Editorial du « Monde ». Les signes de l’accélération du réchauffement climatique sont toujours plus alarmants. L’année 2017 vient d’être classée comme l’une des trois années les plus chaudes de l’histoire moderne, les banquises polaires fondent à vue d’œil et font inexorablement monter le niveau des océans, tempêtes et sécheresses dévastatrices se multiplient, avec des effets de plus en plus inquiétants sur la biodiversité.

Les cris d’alarme sont toujours plus insistants pour mettre en garde contre les conséquences de ce dérèglement dont plus personne – du moins plus personne de sérieux – ne conteste qu’il résulte de l’activité humaine, des émissions de gaz à effet de serre et de l’augmentation incontrôlée des surfaces cultivées. Le dernier en date, lundi 8 octobre, est celui du Groupe d’experts intergouvernemental sur l’évolution du climat (GIEC), qui a rendu public un rapport dont on veut croire qu’il n’est pas celui de la dernière chance.

Cette organisation, placée sous la tutelle du Programme des Nations unies pour l’environnement et de l’Organisation météorologique mondiale, a été créée en 1988 pour éclairer les décideurs et la communauté internationale sur la question climatique, c’est-à-dire sur la réalité du réchauffement, ses causes premières, ses impacts multiples, ainsi que sur les voies et moyens qui permettraient de l’endiguer ou d’en atténuer les effets. En trente ans, le GIEC a rendu cinq rapports d’évaluation (1990, 1996, 2001, 2007 et 2013) et trois rapports spéciaux (2000, 2012, 2013) avant celui qui vient de paraître.

Deux messages

Ce dernier s’inscrit dans le prolongement de l’accord de Paris, scellé en décembre 2015 dans le cadre de la COP21, qui a prévu de contenir l’élévation de la température moyenne de la planète « nettement en dessous de 2 °C par rapport aux niveaux préindustriels ». Les experts du GIEC adressent deux messages essentiels aux décideurs mondiaux.

Le premier est catégorique. Les émissions de gaz à effet de serre liées aux activités humaines sont la cause principale du réchauffement climatique et celui-ci s’accélère : au rythme actuel, on aura franchi le seuil de 1,5 °C d’augmentation de la température mondiale entre 2030 et 2052. Et le GIEC évalue précisément, pour la première fois, la différence d’impact d’un réchauffement de 1,5 °C ou de 2 °C, d’ici à la fin du siècle, sur la fonte de la banquise, la hausse du niveau de la mer, l’augmentation des pluies torrentielles, l’intensité des vagues de chaleur, la pêche, les cultures ou la biodiversité.
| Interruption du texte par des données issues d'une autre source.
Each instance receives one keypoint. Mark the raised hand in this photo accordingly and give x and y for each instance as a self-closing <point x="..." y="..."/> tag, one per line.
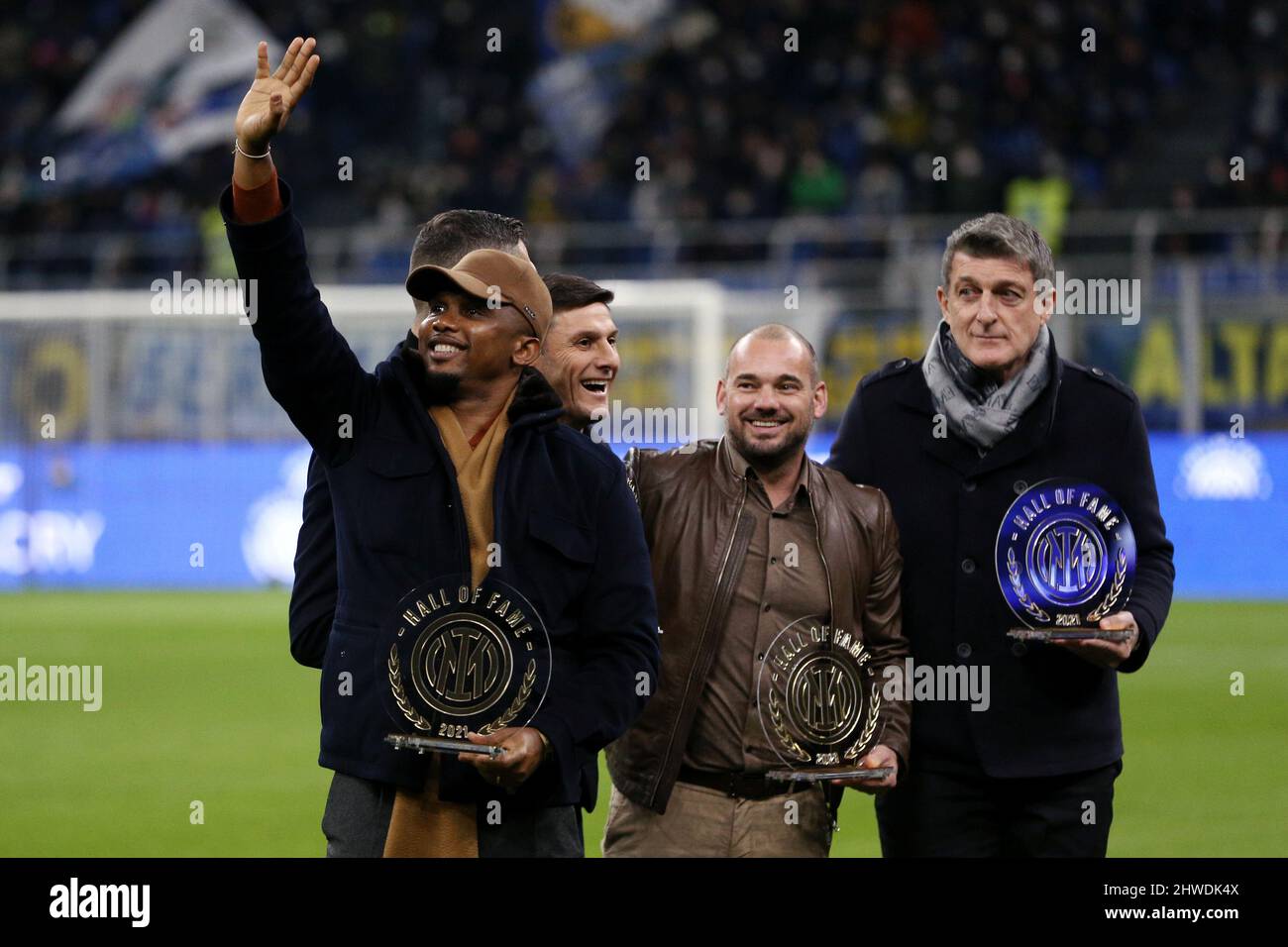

Le second message est volontariste. Non seulement, martèlent les experts, il est vital d’éviter un réchauffement à 2 °C – point de non-retour pour la planète –, mais il est encore possible de le limiter à 1,5 °C et d’endiguer en partie ses conséquences désastreuses. Cela suppose, précise le GIEC, des transitions très rapides et sans précédent dans tous les domaines (industrie, agriculture, habitat, transports, incitations financières…). Bref, d’une manière ou d’une autre, un changement profond de modèle de développement.

Or, c’est bien là que le bât blesse. En dépit des déclarations d’intention de l’accord de Paris, conclu en 2015 et entré en vigueur en novembre 2016, aucun pays n’a mis en œuvre les mesures nécessaires à un infléchissement de ses émissions de gaz à effet de serre. La France pas plus qu’un autre, sans parler des Etats-Unis ou de la Chine. Tous les Etats, en réalité, pratiquent la politique de l’autruche. Coupables irresponsabilités.